Ventricular Fibrillation, Paroxysmal Familial, 2

A number sign (#) is used with this entry because of evidence that paroxysmal familial ventricular fibrillation can be caused by mutation in the DPP6 gene (126141) on chromosome 7q36.

For a general description and a discussion of genetic heterogeneity of ventricular fibrillation, see VF1 (603829).

Clinical Features

Alders et al. (2009) studied 4 families segregating idiopathic ventricular fibrillation (IVF) who came from the same area in the Netherlands and were genealogically linked through multiple lines. The proband in the first family came to medical attention because of the death of one of her brothers at age 31 in the early morning. Postmortem exam did not reveal cause of death or cardiac anomalies. Her sister died suddenly at the age of 31 at night. She had undergone complete cardiac examination that was unremarkable one month before her death. Cardiac evaluation of the proband did not reveal any abnormalities. However, 6 months after that examination she suffered ventricular fibrillation at age 44 and was successfully resuscitated. Implantation of an ICD followed and it had not discharged in the follow-up period of 2.5 years. The proband's nephew was resuscitated from ventricular fibrillation at age 16 years. He had an ICD implanted and it discharged appropriately several times over the next 2 years after his first event. The second family came to medical attention because the proband lost 2 children, 1 at the age of 37 at rest and the other at age 32 during sleep. In both cases there was no evidence of cardiac disease. The proband considered himself to be an obligate carrier because 3 sibs of his mother had died suddenly at young ages. He had complete cardiac evaluation that was unremarkable. In the third family, the proband was admitted to the hospital after resuscitation from ventricular fibrillation at the age of 33 years. His cardiac exam was normal but an ICD was implanted. During follow-up for 4 years, he had several appropriate discharges. Two sons of his great-grandmother had died suddenly at age 30.
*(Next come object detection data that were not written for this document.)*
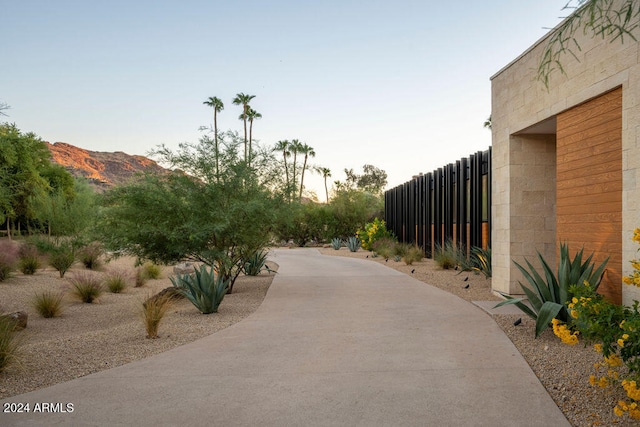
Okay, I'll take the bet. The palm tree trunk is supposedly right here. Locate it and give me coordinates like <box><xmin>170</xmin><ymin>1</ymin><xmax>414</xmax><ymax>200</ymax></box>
<box><xmin>298</xmin><ymin>154</ymin><xmax>308</xmax><ymax>200</ymax></box>
<box><xmin>244</xmin><ymin>104</ymin><xmax>247</xmax><ymax>163</ymax></box>
<box><xmin>324</xmin><ymin>175</ymin><xmax>329</xmax><ymax>204</ymax></box>
<box><xmin>249</xmin><ymin>119</ymin><xmax>253</xmax><ymax>166</ymax></box>
<box><xmin>213</xmin><ymin>107</ymin><xmax>220</xmax><ymax>182</ymax></box>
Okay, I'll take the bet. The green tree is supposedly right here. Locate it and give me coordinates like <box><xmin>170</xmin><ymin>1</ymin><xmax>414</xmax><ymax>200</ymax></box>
<box><xmin>339</xmin><ymin>165</ymin><xmax>387</xmax><ymax>195</ymax></box>
<box><xmin>203</xmin><ymin>96</ymin><xmax>224</xmax><ymax>181</ymax></box>
<box><xmin>538</xmin><ymin>0</ymin><xmax>640</xmax><ymax>87</ymax></box>
<box><xmin>0</xmin><ymin>123</ymin><xmax>51</xmax><ymax>237</ymax></box>
<box><xmin>298</xmin><ymin>144</ymin><xmax>316</xmax><ymax>200</ymax></box>
<box><xmin>99</xmin><ymin>134</ymin><xmax>282</xmax><ymax>291</ymax></box>
<box><xmin>233</xmin><ymin>92</ymin><xmax>256</xmax><ymax>162</ymax></box>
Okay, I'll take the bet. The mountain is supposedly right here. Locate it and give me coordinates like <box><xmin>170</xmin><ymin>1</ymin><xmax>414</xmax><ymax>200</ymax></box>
<box><xmin>47</xmin><ymin>142</ymin><xmax>167</xmax><ymax>190</ymax></box>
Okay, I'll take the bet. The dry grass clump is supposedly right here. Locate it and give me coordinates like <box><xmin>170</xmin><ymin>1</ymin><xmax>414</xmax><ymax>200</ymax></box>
<box><xmin>69</xmin><ymin>272</ymin><xmax>104</xmax><ymax>304</ymax></box>
<box><xmin>105</xmin><ymin>270</ymin><xmax>130</xmax><ymax>294</ymax></box>
<box><xmin>142</xmin><ymin>293</ymin><xmax>174</xmax><ymax>339</ymax></box>
<box><xmin>32</xmin><ymin>291</ymin><xmax>64</xmax><ymax>319</ymax></box>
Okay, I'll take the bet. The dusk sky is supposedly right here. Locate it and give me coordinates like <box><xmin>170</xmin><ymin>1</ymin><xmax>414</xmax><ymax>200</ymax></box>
<box><xmin>0</xmin><ymin>0</ymin><xmax>568</xmax><ymax>200</ymax></box>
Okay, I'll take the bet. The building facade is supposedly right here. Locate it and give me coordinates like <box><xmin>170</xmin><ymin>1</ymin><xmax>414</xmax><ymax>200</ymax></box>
<box><xmin>491</xmin><ymin>8</ymin><xmax>640</xmax><ymax>305</ymax></box>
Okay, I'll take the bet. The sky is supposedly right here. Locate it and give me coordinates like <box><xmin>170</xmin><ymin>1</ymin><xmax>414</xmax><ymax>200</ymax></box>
<box><xmin>0</xmin><ymin>0</ymin><xmax>568</xmax><ymax>200</ymax></box>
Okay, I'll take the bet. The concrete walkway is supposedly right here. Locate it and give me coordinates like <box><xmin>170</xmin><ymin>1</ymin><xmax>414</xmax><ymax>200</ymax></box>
<box><xmin>0</xmin><ymin>249</ymin><xmax>569</xmax><ymax>427</ymax></box>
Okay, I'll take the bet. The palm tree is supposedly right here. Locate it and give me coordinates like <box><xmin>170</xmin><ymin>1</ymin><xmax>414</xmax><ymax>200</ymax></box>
<box><xmin>273</xmin><ymin>139</ymin><xmax>291</xmax><ymax>194</ymax></box>
<box><xmin>203</xmin><ymin>96</ymin><xmax>224</xmax><ymax>179</ymax></box>
<box><xmin>289</xmin><ymin>139</ymin><xmax>302</xmax><ymax>196</ymax></box>
<box><xmin>247</xmin><ymin>108</ymin><xmax>262</xmax><ymax>164</ymax></box>
<box><xmin>314</xmin><ymin>166</ymin><xmax>331</xmax><ymax>203</ymax></box>
<box><xmin>298</xmin><ymin>144</ymin><xmax>316</xmax><ymax>200</ymax></box>
<box><xmin>233</xmin><ymin>92</ymin><xmax>256</xmax><ymax>162</ymax></box>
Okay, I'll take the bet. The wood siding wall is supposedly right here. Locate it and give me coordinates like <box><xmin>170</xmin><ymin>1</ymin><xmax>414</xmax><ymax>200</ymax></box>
<box><xmin>556</xmin><ymin>88</ymin><xmax>623</xmax><ymax>303</ymax></box>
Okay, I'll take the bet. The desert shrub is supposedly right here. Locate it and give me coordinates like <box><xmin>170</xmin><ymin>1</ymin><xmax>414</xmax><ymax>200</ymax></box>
<box><xmin>170</xmin><ymin>265</ymin><xmax>230</xmax><ymax>314</ymax></box>
<box><xmin>69</xmin><ymin>272</ymin><xmax>104</xmax><ymax>304</ymax></box>
<box><xmin>0</xmin><ymin>240</ymin><xmax>19</xmax><ymax>282</ymax></box>
<box><xmin>79</xmin><ymin>242</ymin><xmax>104</xmax><ymax>270</ymax></box>
<box><xmin>331</xmin><ymin>237</ymin><xmax>342</xmax><ymax>251</ymax></box>
<box><xmin>135</xmin><ymin>267</ymin><xmax>149</xmax><ymax>288</ymax></box>
<box><xmin>433</xmin><ymin>240</ymin><xmax>460</xmax><ymax>270</ymax></box>
<box><xmin>372</xmin><ymin>237</ymin><xmax>396</xmax><ymax>258</ymax></box>
<box><xmin>142</xmin><ymin>262</ymin><xmax>162</xmax><ymax>280</ymax></box>
<box><xmin>49</xmin><ymin>243</ymin><xmax>76</xmax><ymax>278</ymax></box>
<box><xmin>104</xmin><ymin>270</ymin><xmax>129</xmax><ymax>294</ymax></box>
<box><xmin>402</xmin><ymin>246</ymin><xmax>424</xmax><ymax>265</ymax></box>
<box><xmin>242</xmin><ymin>249</ymin><xmax>269</xmax><ymax>276</ymax></box>
<box><xmin>471</xmin><ymin>246</ymin><xmax>491</xmax><ymax>278</ymax></box>
<box><xmin>346</xmin><ymin>236</ymin><xmax>360</xmax><ymax>252</ymax></box>
<box><xmin>142</xmin><ymin>294</ymin><xmax>173</xmax><ymax>339</ymax></box>
<box><xmin>32</xmin><ymin>291</ymin><xmax>64</xmax><ymax>319</ymax></box>
<box><xmin>18</xmin><ymin>243</ymin><xmax>41</xmax><ymax>274</ymax></box>
<box><xmin>496</xmin><ymin>243</ymin><xmax>609</xmax><ymax>337</ymax></box>
<box><xmin>0</xmin><ymin>315</ymin><xmax>20</xmax><ymax>372</ymax></box>
<box><xmin>356</xmin><ymin>218</ymin><xmax>393</xmax><ymax>251</ymax></box>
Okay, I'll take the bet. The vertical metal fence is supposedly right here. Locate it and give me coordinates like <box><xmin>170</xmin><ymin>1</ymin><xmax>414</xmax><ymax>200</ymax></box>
<box><xmin>384</xmin><ymin>148</ymin><xmax>491</xmax><ymax>256</ymax></box>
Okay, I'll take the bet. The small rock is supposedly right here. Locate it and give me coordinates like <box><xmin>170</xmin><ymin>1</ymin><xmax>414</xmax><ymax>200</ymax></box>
<box><xmin>4</xmin><ymin>311</ymin><xmax>28</xmax><ymax>331</ymax></box>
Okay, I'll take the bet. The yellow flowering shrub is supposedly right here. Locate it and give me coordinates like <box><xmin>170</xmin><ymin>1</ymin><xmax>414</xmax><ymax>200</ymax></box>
<box><xmin>356</xmin><ymin>218</ymin><xmax>392</xmax><ymax>251</ymax></box>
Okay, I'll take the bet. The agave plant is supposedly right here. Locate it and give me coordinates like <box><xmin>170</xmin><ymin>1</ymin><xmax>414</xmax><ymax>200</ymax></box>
<box><xmin>331</xmin><ymin>237</ymin><xmax>342</xmax><ymax>251</ymax></box>
<box><xmin>170</xmin><ymin>265</ymin><xmax>231</xmax><ymax>314</ymax></box>
<box><xmin>345</xmin><ymin>236</ymin><xmax>361</xmax><ymax>252</ymax></box>
<box><xmin>494</xmin><ymin>243</ymin><xmax>609</xmax><ymax>338</ymax></box>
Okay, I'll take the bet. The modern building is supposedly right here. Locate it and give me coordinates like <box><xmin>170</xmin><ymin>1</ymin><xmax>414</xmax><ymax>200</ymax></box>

Alders et al. (2009) identified a risk haplotype in these 3 families and in 7 other families from the Netherlands segregating IVF. They evaluated the clinical consequences of carrying the risk haplotype in a total of 155 relatives from the 10 families. Eighty-four of these individuals (54%) were identified as carriers of the risk haplotype. None of them had any echocardiographic or cardiac MRI abnormalities. All had normal EKGs. Among those individuals who were resuscitated from ventricular fibrillation, their electrophysiologic studies or ICD reports showed short-coupled isolated monomorphic extrasystoles, occasionally eliciting immediate ventricular fibrillation. Median survival in risk-haplotype carriers was 58 years (95% CI, 46-69 years). Thirty risk-haplotype carriers experienced a clinical event; 19, unexplained sudden cardiac death; and 11, resuscitated ventricular fibrillation. The youngest individual experiencing an event was 16 years of age, and the oldest was 77 years of age. The mean age at event was 36 +/- 13 years. Males were overrepresented in this group; they had 23 events, whereas there were 7 events in females.

Mapping

Alders et al. (2009) performed a genomewide haplotype sharing analysis to identify the responsible gene in 3 distantly related families from the Netherlands in which multiple individuals died suddenly or were successfully resuscitated at a young age. They identified a haplotype at chromosome 7q36 that was conserved in these 3 families and was also shared by 7 of 42 independent Dutch IVF patients. The haplotype was 2.5 Mb long and was bordered by SNPs rs940261 and rs4960710. Additional recombination narrowed the interval to 1.5-Mb segment that included part of the dipeptidyl-peptidase-6 (DPP6) gene.

Molecular Genetics

Alders et al. (2009) considered the DPP6 gene to be an excellent candidate for ventricular fibrillation in the Dutch families because it encodes a putative component of the transient outward current in the heart (Radicke et al., 2005). Direct sequencing in the 3 Dutch probands showed no mutations in the coding sequences of DPP6, but a C-to-T transition 340 bases upstream from the ATG initiation codon of isoform 2 of DPP6 (126141.0001) was identified in all 3. Alders et al. (2009) also screened 42 probands of additional, independent families with 1 or more cases of IVF; again, no mutations were detected in the coding region of DPP6, but the same -340C-T variant in isoform 2 of DPP6 was identified in 7 probands. All 10 probands with this variant shared the same haplotype. The -340C-T variant was not present in a control group of 350 Dutch individuals of European descent. Alders et al. (2009) demonstrated a 20-fold increase at DPP6 mRNA levels in the myocardium of carriers as compared to controls. They proposed increased DPP6 expression as the likely pathogenetic mechanism of VF in these families.